Donato Mancini, Buffet World (New Star Books, 2011) 119 pp.— Like the asemic-semiotic procedures that drove Mancini’s 2007 book, Æthel, Buffet World, for different reasons, is utterly readable but almost impossible to read. Lurid as the rainbow-brushed, cartoonish, photographs and illustrations of meats, vegetables, and fruits, appetizers, snacks (cookies, potato chips, etc.) and “main” entrees that function like exclamation points, these hypostatized poems on the commodification and industrialism of food deliver devastating, mocking and irreverent right-left (as in boxing) combinations.
Mary Burger, A Partial Handbook for Navigators (Interbirth Books, 2008), 47 pp.—Per the writings of Sigmund Freud and Maurice Blanchot, human desire and human death haunt the five prose and poetry meditations that comprise this chapbook. Burger’s various riffs on the “rift” (starting with a detail from Amy Trachtenberg’s painting, Rift Zone), which opens up the part, the partisan (the section titled “A Series of Water Disasters” is an homage, in part, to guerilla activism) and partiality in general, shuttle back and forth between the narrator’s desire to convert the static noun (signaled here by the Golden Gate Bridge) into a verb. Burger mimics the noun, the name, by permitting almost all of her body, up to her neck, to be buried near Golden Gate Park, but this grave with a view — she observes passing “joggers, dog walkers, early strollers” — cannot replicate death (“It was nothing like being dead”) despite her desire for connection to earth, the noun and name, to, in brief, death: “I went looking for some recognition, on the earth’s part, or my part, that we were together.”

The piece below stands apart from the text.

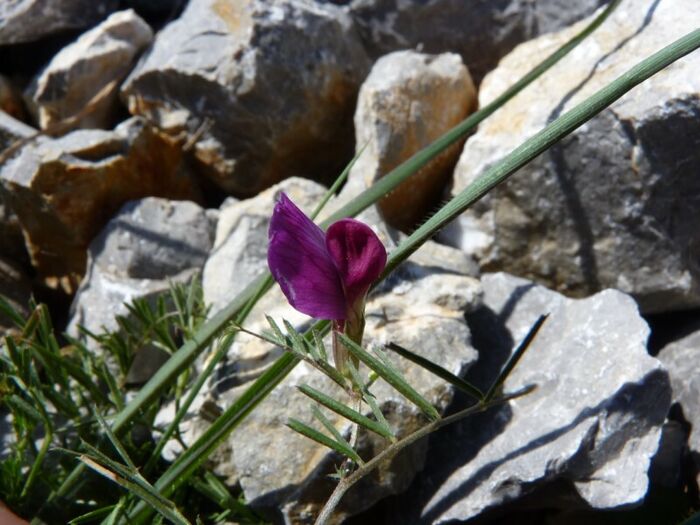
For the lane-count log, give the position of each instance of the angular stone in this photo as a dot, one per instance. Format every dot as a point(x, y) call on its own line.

Phil Metres, Abu Ghraib Arias (FGP, 2011), unpaginated—On alternating verso (American soldiers) and recto (Iraqi prisoners of war) pages of this chapbook, Metres ventriloquizes the voices (though some of this work is drawn from published texts) of the culprits and victims of our most recent military adventures. Interspersed with the “confessions” and “blues” of the American soldiers (including Lyndie England) are several “Standard Operating Procedures” texts regarding the “handling” of Muslim bodies, the Koran and military documents.

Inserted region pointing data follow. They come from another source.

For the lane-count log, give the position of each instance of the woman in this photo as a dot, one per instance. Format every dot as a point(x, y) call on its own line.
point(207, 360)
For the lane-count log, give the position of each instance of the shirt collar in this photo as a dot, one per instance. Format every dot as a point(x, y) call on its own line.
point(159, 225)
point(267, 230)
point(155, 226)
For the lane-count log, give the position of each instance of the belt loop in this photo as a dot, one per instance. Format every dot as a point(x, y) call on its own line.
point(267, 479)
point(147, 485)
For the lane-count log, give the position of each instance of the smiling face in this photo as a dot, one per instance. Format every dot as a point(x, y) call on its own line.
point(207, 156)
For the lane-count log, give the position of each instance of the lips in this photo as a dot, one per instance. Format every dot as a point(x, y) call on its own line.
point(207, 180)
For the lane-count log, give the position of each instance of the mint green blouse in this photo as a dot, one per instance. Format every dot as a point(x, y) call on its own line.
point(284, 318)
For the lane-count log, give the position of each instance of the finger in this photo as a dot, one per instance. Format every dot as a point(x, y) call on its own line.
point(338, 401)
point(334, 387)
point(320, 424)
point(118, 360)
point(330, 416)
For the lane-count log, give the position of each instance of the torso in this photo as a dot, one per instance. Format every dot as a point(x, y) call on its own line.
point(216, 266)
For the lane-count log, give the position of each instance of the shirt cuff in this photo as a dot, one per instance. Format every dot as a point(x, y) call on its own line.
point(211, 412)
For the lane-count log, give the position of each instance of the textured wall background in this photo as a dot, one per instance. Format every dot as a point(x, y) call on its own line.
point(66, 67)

A.L. Nielsen, A Brand New Beggar (Steerage Press, 2013), 99 pp—Among the academics he circulates as a peripatetic conference participant, Aldon Nielsen is probably best known for his literary criticism and cultural studies work. He is, after all, the author of one of the most significant books on African American poetry, Black Chant. However, he has been writing and publishing poetry all along, and it seems that in recent years he has ratcheted up the production. His most recent collection is his most fully realized book yet.